Most of the inscription on demarcation stones were removed (carved out) by or on orders of the Germans in WW II
That’s interesting, because I’ve never been sure exactly when it happened. I do comment on it further if you look at the Potijze Demarcation Stone post (again, use common sense and the Categories links). But I have always rather assumed that it was later than WWII; as we are reasonably sure that the Germans ‘destroyed’ three in Belgium (dredge a few canals – you’ll find them!!) and that they…… hang on, you’ve only just arrived here and I’m starting on one!! Ha! Check out the post I mentioned, see what you think. And welcome again. Btw, quite a few more Demarcation stones coming up soon(ish), if that kind of thing interests you.
What absolutely fascinating detail. Thank you. I’ve traveled these roads and my great grandpa, a major in the Rfa, fought there. I never realised the complexity of the stones or why they were engraved differently. Now I know! I also travelled to hill 60 and hill 62 on the same trip. Such a sad sad history.

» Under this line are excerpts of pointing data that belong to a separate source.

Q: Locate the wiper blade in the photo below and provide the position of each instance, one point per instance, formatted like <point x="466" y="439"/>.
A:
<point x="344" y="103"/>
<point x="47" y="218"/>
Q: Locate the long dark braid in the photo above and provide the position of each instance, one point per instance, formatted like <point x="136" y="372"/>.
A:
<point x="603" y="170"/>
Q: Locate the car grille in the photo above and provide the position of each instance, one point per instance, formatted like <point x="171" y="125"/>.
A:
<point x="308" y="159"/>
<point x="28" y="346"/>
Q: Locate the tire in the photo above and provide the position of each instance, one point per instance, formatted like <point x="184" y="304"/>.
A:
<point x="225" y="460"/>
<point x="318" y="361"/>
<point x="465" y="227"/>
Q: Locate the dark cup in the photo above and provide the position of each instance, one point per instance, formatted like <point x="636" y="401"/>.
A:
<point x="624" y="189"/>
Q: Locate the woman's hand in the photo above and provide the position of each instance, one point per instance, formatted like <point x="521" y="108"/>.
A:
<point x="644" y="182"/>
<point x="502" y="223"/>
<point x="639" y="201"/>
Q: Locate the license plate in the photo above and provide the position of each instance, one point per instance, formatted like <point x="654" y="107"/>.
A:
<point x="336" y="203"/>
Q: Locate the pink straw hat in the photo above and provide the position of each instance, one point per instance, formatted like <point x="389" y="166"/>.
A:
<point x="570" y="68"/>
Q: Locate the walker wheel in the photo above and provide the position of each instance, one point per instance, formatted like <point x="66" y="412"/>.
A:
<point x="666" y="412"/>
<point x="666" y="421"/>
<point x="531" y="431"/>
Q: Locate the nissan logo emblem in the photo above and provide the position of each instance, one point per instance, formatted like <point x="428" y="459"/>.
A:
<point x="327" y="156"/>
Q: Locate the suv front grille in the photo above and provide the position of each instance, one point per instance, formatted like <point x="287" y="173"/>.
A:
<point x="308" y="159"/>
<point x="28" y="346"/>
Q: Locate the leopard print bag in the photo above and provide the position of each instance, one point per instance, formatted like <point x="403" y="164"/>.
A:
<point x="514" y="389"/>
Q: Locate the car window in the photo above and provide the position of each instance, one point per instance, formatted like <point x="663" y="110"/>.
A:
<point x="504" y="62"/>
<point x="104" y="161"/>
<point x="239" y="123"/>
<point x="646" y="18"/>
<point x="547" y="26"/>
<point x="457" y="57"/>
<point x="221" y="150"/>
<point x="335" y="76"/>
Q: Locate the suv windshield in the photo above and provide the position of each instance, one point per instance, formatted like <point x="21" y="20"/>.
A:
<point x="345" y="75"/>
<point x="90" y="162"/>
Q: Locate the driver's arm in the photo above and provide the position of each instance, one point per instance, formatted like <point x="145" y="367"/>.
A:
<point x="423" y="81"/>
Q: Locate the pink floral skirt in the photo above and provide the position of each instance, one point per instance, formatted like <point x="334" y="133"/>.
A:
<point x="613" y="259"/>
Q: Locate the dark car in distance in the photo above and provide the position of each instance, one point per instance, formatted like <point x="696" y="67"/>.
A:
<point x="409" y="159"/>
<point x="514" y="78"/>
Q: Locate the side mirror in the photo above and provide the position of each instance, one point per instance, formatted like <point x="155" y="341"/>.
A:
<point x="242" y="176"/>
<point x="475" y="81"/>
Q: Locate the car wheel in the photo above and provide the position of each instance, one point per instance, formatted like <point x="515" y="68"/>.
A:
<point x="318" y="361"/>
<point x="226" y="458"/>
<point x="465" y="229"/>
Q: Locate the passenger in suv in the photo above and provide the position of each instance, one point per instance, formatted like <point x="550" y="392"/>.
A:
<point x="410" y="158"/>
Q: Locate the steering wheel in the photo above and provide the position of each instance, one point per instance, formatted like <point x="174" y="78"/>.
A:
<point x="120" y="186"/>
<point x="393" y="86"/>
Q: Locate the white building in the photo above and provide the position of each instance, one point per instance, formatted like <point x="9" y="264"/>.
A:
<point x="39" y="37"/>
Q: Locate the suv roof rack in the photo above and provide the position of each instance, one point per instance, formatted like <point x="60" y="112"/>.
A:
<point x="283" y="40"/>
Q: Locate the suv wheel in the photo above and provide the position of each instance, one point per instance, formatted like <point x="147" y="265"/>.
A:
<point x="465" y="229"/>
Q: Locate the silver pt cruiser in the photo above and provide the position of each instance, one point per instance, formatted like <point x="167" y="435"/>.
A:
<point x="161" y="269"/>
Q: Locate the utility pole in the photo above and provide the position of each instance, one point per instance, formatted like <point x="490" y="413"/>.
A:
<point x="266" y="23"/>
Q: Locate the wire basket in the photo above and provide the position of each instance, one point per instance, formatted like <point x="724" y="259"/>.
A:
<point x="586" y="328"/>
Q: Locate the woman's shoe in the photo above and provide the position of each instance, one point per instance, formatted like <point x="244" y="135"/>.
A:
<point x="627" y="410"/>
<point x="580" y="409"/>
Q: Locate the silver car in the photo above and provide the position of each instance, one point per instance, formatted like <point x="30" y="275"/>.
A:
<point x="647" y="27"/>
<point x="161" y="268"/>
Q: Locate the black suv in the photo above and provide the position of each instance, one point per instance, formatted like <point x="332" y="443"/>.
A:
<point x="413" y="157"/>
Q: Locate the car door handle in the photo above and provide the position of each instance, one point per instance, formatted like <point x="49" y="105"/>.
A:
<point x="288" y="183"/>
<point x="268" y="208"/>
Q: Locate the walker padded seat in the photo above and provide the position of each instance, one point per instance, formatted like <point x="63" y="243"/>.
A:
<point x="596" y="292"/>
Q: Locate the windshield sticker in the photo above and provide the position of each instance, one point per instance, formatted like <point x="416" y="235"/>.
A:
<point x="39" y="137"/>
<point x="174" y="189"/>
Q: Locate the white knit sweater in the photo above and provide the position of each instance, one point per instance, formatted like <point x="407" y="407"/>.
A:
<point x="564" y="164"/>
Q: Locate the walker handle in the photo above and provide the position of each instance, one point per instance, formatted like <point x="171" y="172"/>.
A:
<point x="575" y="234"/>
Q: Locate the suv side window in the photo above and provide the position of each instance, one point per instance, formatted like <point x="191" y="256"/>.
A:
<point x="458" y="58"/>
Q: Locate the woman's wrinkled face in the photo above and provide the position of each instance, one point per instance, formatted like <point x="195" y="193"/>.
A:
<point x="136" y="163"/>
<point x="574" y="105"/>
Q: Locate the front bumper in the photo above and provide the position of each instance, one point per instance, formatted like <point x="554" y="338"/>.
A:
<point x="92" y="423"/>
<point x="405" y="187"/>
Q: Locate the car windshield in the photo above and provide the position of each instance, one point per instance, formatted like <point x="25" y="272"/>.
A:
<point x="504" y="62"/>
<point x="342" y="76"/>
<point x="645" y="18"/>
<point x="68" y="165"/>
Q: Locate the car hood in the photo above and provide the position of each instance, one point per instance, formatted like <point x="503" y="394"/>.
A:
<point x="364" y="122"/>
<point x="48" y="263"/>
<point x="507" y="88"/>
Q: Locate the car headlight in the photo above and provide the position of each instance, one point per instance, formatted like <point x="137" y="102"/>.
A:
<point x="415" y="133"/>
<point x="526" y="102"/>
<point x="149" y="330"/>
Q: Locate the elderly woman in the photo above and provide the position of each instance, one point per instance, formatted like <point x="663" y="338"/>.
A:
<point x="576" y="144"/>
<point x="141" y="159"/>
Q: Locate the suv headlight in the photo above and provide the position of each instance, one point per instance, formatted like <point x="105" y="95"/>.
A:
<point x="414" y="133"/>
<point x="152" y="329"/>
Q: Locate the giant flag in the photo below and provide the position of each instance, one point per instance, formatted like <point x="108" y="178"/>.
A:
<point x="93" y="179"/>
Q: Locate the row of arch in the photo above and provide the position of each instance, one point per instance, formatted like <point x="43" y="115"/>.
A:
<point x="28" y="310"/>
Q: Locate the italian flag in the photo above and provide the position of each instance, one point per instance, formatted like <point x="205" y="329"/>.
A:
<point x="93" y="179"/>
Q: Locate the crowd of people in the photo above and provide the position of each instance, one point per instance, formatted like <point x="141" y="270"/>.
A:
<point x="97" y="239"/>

Hello Benjamin. Many thanks for commenting. There’s still some contention as to whether the Demarcation Stones mark the end of the German advance in the spring of 1918, or the start of the Allied advance a few months later, but I don’t suppose it matters too much. And of course most were hidden during the Second World War, for obvious reasons, and weren’t necessarily replaced in the right place. I recently wrote about one that I know has been moved three times in recent years: https://thebignote.com/2021/02/26/mont-kemmel-part-one-vierstraat-kemmel-demarcation-stone-no-2/
Otherwise, do explore the Categories List on the right of every page – you’ll find loads more under The Menin Road, including Hill 62, and a separate category for Hill 60. You might enjoy the read. Thanks again for your kind words.